April 6, 2016

Spontaneous Saturday

The horses are currently locked in the, rather spacious, dry-lot. Unfortunately, because we are farming newbies didn't know better, last summer we left them on the pasture 24/7 resulting in them over-grazing it. Lesson learned. Now that the ground has thawed, they are off of it until the grass is 6" tall. Then they will be given limited grazing; only munching it down to 3".

I am not exactly cool with the no turnout situation. As such, our current farm project is the building of a new paddock. There is a large area of our property along the road that we don't use for anything and has never been fenced. Given the location it is pointless to mow it, so we decided to fence it off. This paddock will be handy for so many reasons. Turnout when the pasture is off limits, longing, ground work, and new horse quarantine, etc.

New Paddock Location

In the last year and a half, I have learned that farm projects happen according to the weather, not my schedule. This does not exactly work well for my overly organized self, but I am learning to adapt. Last Saturday we were outside enjoying the delicious sunny 60 degree weather, while I loaded the horses to haul to the vet for spring shots and coggins. I randomly ask Hubs when he thinks the timing would be good to dig post holes for the paddock. Things were moist but not muddy, and the permafrost finally melted. He looked at the ground and said "now".

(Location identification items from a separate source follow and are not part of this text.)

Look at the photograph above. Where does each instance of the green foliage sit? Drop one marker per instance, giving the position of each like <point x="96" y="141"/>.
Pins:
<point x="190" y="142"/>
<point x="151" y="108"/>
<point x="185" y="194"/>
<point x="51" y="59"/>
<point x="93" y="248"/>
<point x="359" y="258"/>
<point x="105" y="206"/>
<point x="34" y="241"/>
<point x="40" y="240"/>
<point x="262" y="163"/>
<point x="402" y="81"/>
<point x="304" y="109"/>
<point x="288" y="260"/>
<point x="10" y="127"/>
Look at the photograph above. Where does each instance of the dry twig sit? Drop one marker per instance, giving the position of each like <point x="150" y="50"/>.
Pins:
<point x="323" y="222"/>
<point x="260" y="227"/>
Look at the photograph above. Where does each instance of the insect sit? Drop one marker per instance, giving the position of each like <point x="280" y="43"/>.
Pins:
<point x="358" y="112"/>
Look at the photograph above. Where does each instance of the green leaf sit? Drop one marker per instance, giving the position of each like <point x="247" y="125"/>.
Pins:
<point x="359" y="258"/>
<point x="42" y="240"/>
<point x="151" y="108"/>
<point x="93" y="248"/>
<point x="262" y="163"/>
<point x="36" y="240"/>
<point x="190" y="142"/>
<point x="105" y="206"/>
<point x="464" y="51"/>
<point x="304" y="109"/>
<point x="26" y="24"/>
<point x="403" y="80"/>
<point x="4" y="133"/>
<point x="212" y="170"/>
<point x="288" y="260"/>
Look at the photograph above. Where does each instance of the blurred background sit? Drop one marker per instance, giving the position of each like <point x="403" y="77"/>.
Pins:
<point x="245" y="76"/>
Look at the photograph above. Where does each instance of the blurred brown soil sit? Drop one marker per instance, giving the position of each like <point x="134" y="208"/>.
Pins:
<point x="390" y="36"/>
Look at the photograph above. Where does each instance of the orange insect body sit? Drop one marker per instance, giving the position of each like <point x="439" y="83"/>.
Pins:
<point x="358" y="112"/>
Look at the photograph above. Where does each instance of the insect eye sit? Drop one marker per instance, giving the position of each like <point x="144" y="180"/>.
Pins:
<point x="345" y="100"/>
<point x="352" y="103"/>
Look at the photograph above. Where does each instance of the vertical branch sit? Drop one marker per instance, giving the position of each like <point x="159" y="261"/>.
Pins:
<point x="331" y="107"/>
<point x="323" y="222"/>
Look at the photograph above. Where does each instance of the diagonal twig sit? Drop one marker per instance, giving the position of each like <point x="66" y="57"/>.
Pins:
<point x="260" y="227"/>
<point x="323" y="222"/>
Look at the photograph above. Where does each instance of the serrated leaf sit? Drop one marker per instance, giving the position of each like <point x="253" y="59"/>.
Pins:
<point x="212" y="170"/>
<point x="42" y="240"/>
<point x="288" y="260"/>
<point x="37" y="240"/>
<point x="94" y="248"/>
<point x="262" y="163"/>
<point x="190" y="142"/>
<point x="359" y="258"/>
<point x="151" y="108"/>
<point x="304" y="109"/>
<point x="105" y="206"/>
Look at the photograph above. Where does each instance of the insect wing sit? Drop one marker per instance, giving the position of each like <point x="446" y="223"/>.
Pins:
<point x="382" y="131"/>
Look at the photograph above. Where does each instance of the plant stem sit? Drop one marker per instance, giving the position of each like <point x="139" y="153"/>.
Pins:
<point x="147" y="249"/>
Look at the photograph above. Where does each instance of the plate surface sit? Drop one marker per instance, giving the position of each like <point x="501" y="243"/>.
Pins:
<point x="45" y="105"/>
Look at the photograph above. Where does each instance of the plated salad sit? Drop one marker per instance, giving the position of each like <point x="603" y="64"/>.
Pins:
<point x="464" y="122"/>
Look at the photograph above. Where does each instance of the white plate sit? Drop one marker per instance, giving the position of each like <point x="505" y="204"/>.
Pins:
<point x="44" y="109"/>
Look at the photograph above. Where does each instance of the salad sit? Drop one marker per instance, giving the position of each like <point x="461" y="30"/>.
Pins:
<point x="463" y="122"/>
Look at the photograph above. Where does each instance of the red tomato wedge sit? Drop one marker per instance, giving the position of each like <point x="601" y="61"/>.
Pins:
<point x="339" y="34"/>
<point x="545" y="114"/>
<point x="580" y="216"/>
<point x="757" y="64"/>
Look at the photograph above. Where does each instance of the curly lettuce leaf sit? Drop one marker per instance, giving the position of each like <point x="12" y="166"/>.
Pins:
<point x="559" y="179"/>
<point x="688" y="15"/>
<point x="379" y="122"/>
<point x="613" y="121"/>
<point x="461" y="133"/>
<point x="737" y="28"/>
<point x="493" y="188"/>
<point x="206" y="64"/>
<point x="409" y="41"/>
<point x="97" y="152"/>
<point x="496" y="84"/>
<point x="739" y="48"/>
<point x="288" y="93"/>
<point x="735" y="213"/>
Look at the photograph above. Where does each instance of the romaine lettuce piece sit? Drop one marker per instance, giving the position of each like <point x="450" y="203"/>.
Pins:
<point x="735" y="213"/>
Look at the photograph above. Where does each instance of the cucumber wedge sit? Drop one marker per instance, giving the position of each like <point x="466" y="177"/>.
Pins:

By the time the horses and I got home from the vet, there was a bright yellow one-man auger sitting in the driveway, and an ecstatic JR begging to run the thing. However, we had friends arriving for a barbecue that afternoon and couldn't start the project until Sunday.

The one man auger. It worked better with two people though.

JR insisting on standing in the hole

Sunday morning came bright and early, and we spent the whole day measuring and digging post holes. Thankfully EB came out to ride that afternoon and then generously offered to play with JR until dinner time, allowing us to finish all the holes before having to return the auger. We were however 20 posts short, so the project is ongoing. Hubs is picking up the rest of the posts on Thursday, and then we will get back to work on setting the posts in their holes and installing the equifence wire. I cannot wait to get it done and let the horses have some turnout again!

Post holes all dug, some posts set, some needing to be set, and more needing to be purchased.


  1. Ah farm life, the weather is a terrible master. Hurry up, just kidding, wait wait, now hurry up!

  2. Right there with you the weather being in charge - it is so hard when all these projects need done...now! We live in IN and are having a very wet spring, so I feel your pain. We bought our property in October so am watching the pasture carefully for overgrazing. Dry lot is on the list of projects!